La guerre est déclarée entre les deux peuples qui enrôlent des mercenaires, arment leurs soldats mais doivent continuer de se méfier des diasols, ces robots tueurs d’hommes. Syn, qui s’est repu de chair et de bière fraîche, quitte ses amis Érine et Deck pour répondre à l’appel de la forêt. Mais son départ sera également celui d’une épopée qui pourrait signer l’extermination du règne humain.
« Dek contemple sa silhouette découpée à contre-jour du crépuscule estompé. Elle aussi appartient à ces marges qu’il a toujours connues. À n’être de nulle part, on appartient au monde entier. On peut s’inviter partout comme si on avait toujours été là. On a le recul de toutes les situations et, surtout, on peut s’en aller quand on le désire. »

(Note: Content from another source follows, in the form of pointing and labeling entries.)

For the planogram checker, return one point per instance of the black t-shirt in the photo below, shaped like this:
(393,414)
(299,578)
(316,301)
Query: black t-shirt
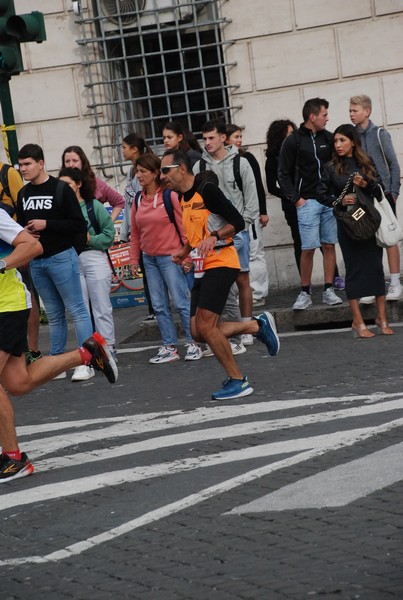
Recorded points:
(64,218)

Vincent Gessler nous offre un roman onirique, brodé de belles descriptions, orné de dialogues saillants et d’une histoire très rythmée. Nul besoin d’aimer la science-fiction car cet décorum sert avant tout une écriture libre d’imagination plus que de prétexte à noyer le lecteur dans un univers cyber-mécanique délirant. Les personnages sont là pour rappeler l’humanité de chacun et faire le lien avec nos émotions contemporaines. Ne vous privez pas.
« Les corps bousculés, projeté, un nuage de sang, de viscères et de poussière qui l’aveugle. Ses jambes se dérobent, sa main brûle et la chute l’assomme à demi au milieu des cadavres et d’une boue sanglante. {…} Il essaie de ramper à reculons, mais une de ses jambes a disparu. Il tâte l’autre de sa main : son bras gauche se termine en moignon rouge. Il respire encore. Le sol tombe vers lui… »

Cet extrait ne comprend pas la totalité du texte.